Por Álvaro Vargas Llosa
El martes, Mahmud Abbas, el Presidente de los palestinos, cumplió la amenaza de firmar una quincena de convenciones y tratados internacionales, algo que su “estatus” de Estado observador en la ONU -alcanzado en noviembre de 2012 en contra de la opinión de EE.UU. e Israel- le autoriza a hacer. El argumento -que Israel no ha liberado a 26 presos de larga data a los que se había comprometido a sacar de la cárcel- fue un pretexto. La verdadera razón es que desde julio, cuando un reelecto Obama planteó un nuevo intento por impulsar la negociación entre las partes tras el desastre del plan llevado a cabo durante su primera administración, Israel ha intensificado la construcción de asentamientos en los territorios ocupados y ha enviado claras señales de que su estrategia de hacer inviable un Estado palestino sigue viento en popa.

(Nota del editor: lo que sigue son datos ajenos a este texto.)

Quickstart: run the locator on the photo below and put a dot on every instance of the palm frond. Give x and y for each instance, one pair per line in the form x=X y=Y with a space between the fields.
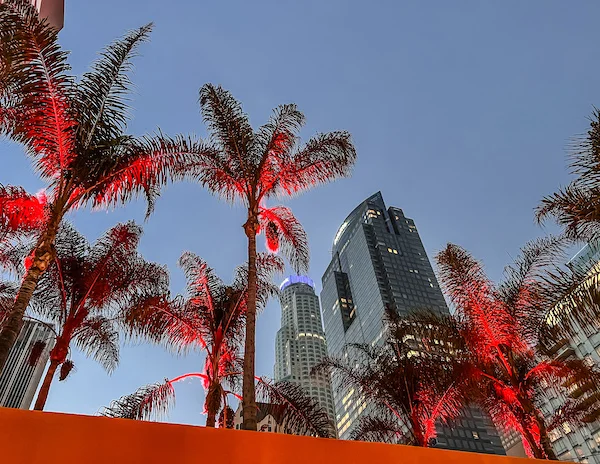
x=41 y=114
x=20 y=212
x=169 y=323
x=97 y=337
x=574 y=207
x=150 y=401
x=129 y=167
x=380 y=429
x=100 y=96
x=298 y=413
x=324 y=158
x=36 y=352
x=65 y=370
x=286 y=233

En sus primeros cuatro años Obama empeñó mucho capital en impulsar la negociación pero todo acabó en un fiasco cuando él y Benjamín Netanyahu se enfrentaron públicamente en la Casa Blanca. Obama había iniciado su gobierno con gestos hacia el mundo árabe y había puesto como referencia para una nueva negociación el regreso a las fronteras de 1967, un tema tabú para Israel, además de exigir el congelamiento de la colonización de los territorios ocupados. Al verse colocado contra las cuerdas por Obama, Netanyahu activó al lobby pro-israelí en Washington para hacer naufragar la iniciativa estadounidense. Estados Unidos tuvo que retroceder.

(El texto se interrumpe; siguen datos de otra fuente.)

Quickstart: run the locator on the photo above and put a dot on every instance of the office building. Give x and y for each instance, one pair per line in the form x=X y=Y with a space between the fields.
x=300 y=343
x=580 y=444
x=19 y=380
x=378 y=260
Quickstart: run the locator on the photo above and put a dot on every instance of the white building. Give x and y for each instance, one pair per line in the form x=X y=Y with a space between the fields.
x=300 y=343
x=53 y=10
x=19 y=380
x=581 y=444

Al iniciarse la segunda administración, Kerry nombró al diplomático Martin Indyk, un duro detractor del gobierno demócrata en los cuatro años anteriores, como representante de EE.UU. de cara a un nuevo plan. Washington dejó de lado la premisa del regreso a las fronteras de 1967 y mantuvo en la ambigüedad la anterior condición relacionada con el congelamiento de los asentamientos. La idea era que todo esto ayudaría a Netanyahu, obligado a entregar trofeos a la organización de ultraderecha Casa Judía que forma parte de su coalición, a dar pasos concretos en favor de un acuerdo. Pero eso no ocurrió: desde que Kerry anunció formalmente la nueva iniciativa negociadora, se han levantado más de 10 mil edificaciones y las licitaciones no han parado. Además, Netanyahu, bajo presión de Casa Judía, que amenazó con salirse de la coalición y hacer caer al gobierno, dio marcha atrás en el calendario de liberación de presos palestinos. Todo esto es lo que ha llevado a Abbas a dar el paso simbólico pero importante de firmar acuerdos internacionales como Estado observador de la ONU. A pesar de ello, sin embargo, se ha visto, desde su extrema debilidad, obligado a mantener cierta cautela, confirmando que por ahora no retomará el esfuerzo por conseguir el “estatus” de Estado de pleno derecho al que aspira.
A estas alturas, Kerry maniobra intensamente para dar apariencia de bache transitorio a lo que es, a todas luces, el fracaso de este proceso. Ni Netanyahu quiere un acuerdo de paz ni la correlación de fuerzas al interior de Israel lo permite. Y Obama ya aprendió en su primera administración que quien pone a Israel contra las cuerdas acaba perdiendo el pulso, debido -a su vez- a la correlación de fuerzas dentro de Estados Unidos en todo lo tocante a Medio Oriente. EE.UU. e Israel desperdician así una oportunidad dorada de negociar un acuerdo definitivo con el más moderado y fiable líder palestino surgido en mucho tiempo.